The first rescue occurred on July 27 at approximately 9:30 p.m. The trooper dispatch center in Soldotna received a report from Kay Jackson, of Anchorage, about three stranded teenage hikers on a rock face approximately two miles north of Hope on the shore of Turnagain Arm. Two female hikers and one male hiker had been on the Gull Rock Trail out of Hope. They decided to leave the trail and walk along the beach. Eventually they realized the tide was coming in around them and they were not going to be able to get back. They climbed onto a rock outcropping and waited for the tide to recede. Once the tide had receded they attempted to return to the trail but the condition and consistency of the glacial mud made the travel impossible. The Alaska State Troopers’ A-Star helicopter was deployed to the area to rescue them. The hikers were not injured during the incident.
Two days later, on July 29 at around 4:00 p.m., Troopers in Girdwood responded to mile 94 of the Seward Highway for a kayaker in distress. Sean Michael Hickey, age 19 of Anchorage, was in his kayak on Turnagain Arm when the bore tide hit him and ejected him into the cold waters. Hickey was quickly separated from his kayak wearing only a dry suit on the upper half of his body. The combination of the bore tide and the swift currents struck Hickey with enough force to strip his protective clothing off on his lower extremities, which accelerated the hypothermic effects.
“I think it was the second time that he’d been out there,” said Trooper Howard Peterson at the Girdwood Post. “I don’t know how you practice taking on a boretide on the inlet, but he got lucky this time. He was super lucky that we weren’t doing some other things with the helicopter.”
Peterson said Hickey was out so far into the Arm that people couldn’t see him without binoculars. Peterson was returning from a false alarm at Indian, where somebody called in to report a person in distress in the Arm, but it turned out to be a drifting log. He was then called again to respond to a person in distress by Twentymile River, a call that would also prove to be a false alarm.
Earlier in the day, Peterson saw six kayakers entering the Arm near the Twentymile River.
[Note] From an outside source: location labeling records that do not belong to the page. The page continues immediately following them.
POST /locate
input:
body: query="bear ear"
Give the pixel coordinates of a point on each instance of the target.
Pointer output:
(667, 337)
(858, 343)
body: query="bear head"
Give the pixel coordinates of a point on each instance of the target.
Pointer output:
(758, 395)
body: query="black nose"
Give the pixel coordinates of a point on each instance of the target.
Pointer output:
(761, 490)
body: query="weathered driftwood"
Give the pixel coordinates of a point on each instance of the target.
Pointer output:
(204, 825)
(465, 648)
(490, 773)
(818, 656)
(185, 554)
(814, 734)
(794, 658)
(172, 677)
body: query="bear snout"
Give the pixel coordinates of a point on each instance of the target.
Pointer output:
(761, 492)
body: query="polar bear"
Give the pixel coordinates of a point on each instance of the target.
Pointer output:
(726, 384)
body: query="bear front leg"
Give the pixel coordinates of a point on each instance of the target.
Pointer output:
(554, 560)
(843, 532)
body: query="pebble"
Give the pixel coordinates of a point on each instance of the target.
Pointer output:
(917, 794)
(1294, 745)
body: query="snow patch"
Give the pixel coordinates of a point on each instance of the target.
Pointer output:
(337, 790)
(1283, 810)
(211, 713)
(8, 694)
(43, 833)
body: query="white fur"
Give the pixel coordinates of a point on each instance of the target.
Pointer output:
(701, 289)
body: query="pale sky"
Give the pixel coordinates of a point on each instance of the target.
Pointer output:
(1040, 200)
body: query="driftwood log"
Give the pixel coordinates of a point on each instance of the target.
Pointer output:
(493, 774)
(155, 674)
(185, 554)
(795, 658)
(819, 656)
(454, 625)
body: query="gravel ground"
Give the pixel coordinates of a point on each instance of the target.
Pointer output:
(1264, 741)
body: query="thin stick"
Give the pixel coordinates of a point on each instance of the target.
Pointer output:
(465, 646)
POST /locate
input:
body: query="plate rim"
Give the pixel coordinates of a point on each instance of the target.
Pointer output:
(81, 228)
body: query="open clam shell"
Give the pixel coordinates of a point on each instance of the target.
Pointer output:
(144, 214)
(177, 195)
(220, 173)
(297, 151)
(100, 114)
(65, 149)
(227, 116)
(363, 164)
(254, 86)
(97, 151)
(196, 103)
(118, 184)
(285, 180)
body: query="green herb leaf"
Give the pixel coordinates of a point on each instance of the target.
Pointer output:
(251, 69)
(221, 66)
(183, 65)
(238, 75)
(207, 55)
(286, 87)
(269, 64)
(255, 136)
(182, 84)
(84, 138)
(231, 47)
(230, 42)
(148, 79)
After responding to the second call at Twentymile, he stopped at the spot where the six Kayakers had entered the Arm. All the kayakers had returned but two. He looked through his binoculars and saw an empty kayak and Hickey’s kayaking partner paddling towards it. Peterson scanned the water for the missing kayaker and saw Hickey far off shore, waving in distress.
“When I looked through the binoculars, I could see that he was waving for help,” Peterson said. “Once the bore tide comes in you’re on your own because that wall comes in fast.”
Rescue attempts were hindered due to water currents estimated at 10 knots, with wind speed at approximately 30-40 mph and floating debris.
“Once he got ejected from that Kayak, he was being hit by debris like driftwood and sand,” said Peterson. “It’s like being hit by a sandblaster. He went out there with one other guy. His buddy was out about 500 yards trying to get the empty kayak. In about two to three minutes, they were about 500 yards from each other. The other guy made it back on shore, but he said there was no way he could make it back to his friend.”
Sergeant Bryan Barlow, also from the trooper’s Girdwood Post, happened to be riding in the A-Star helicopter, which was surveying the Arm and Cook Inlet that day. Peterson radioed to the helicopter and directed them to Hickey’s location. The helicopter located Hickey and pulled him from the water. Hickey was transported to the shoreline where he was treated for minor injuries by Girdwood EMS and released at the scene.